Venecia 2026: Naza rompe el récord de aplausos con 25 minutos
La penúltima jornada empezó con la cinta “Un peu avant minuit”, donde un hombre de 49 años a punto de separarse viaja a París tras enterarse de la muerte del padre biológico que nunca conoció. Durante esa estancia, y justo antes de partir a Italia por la herencia, se reencuentra con antiguos amores y conversa con su hija en medio de una tensa crisis social.

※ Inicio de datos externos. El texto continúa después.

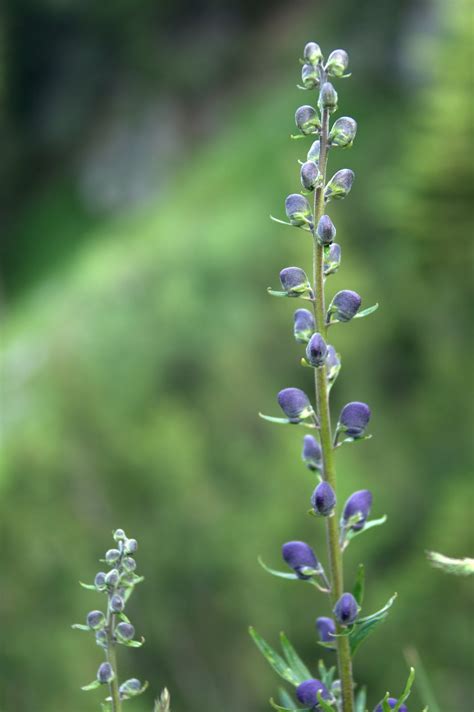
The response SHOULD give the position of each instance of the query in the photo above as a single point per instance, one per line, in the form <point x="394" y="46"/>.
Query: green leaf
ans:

A pesar de la apuesta visual sencilla por parte del director francés Nicolas Pariser, tiene un ritmo que juega entre pasado y presente brillando por su diálogo que cuestionan la masculinidad y la feminidad moderna. Bohemia, pero nada desagradable, es un ejercicio ingenioso con brillantes ideas candidato a llevarse el premio de guion, destacando igualmente por su reparto, especialmente el femenino.
Pero el plato fuerte del día fue el de los directores de “No Other Land”, con la distinción de haber roto el récord de aplausos en Venecia (25 minutos). Naza es un documental rodado clandestinamente durante la noche en los tejados de Tel Aviv, y en donde se expone de forma detallada los sistemas, metodologías y toma de decisiones militares que justifican y ejecutan el asesinato masivo de civiles palestinos en Gaza por parte de las fuerzas israelíes; los testimonios de los soldados participantes fueron incluidos anónimamente en el documental distorsionando la voz para evitar represalias.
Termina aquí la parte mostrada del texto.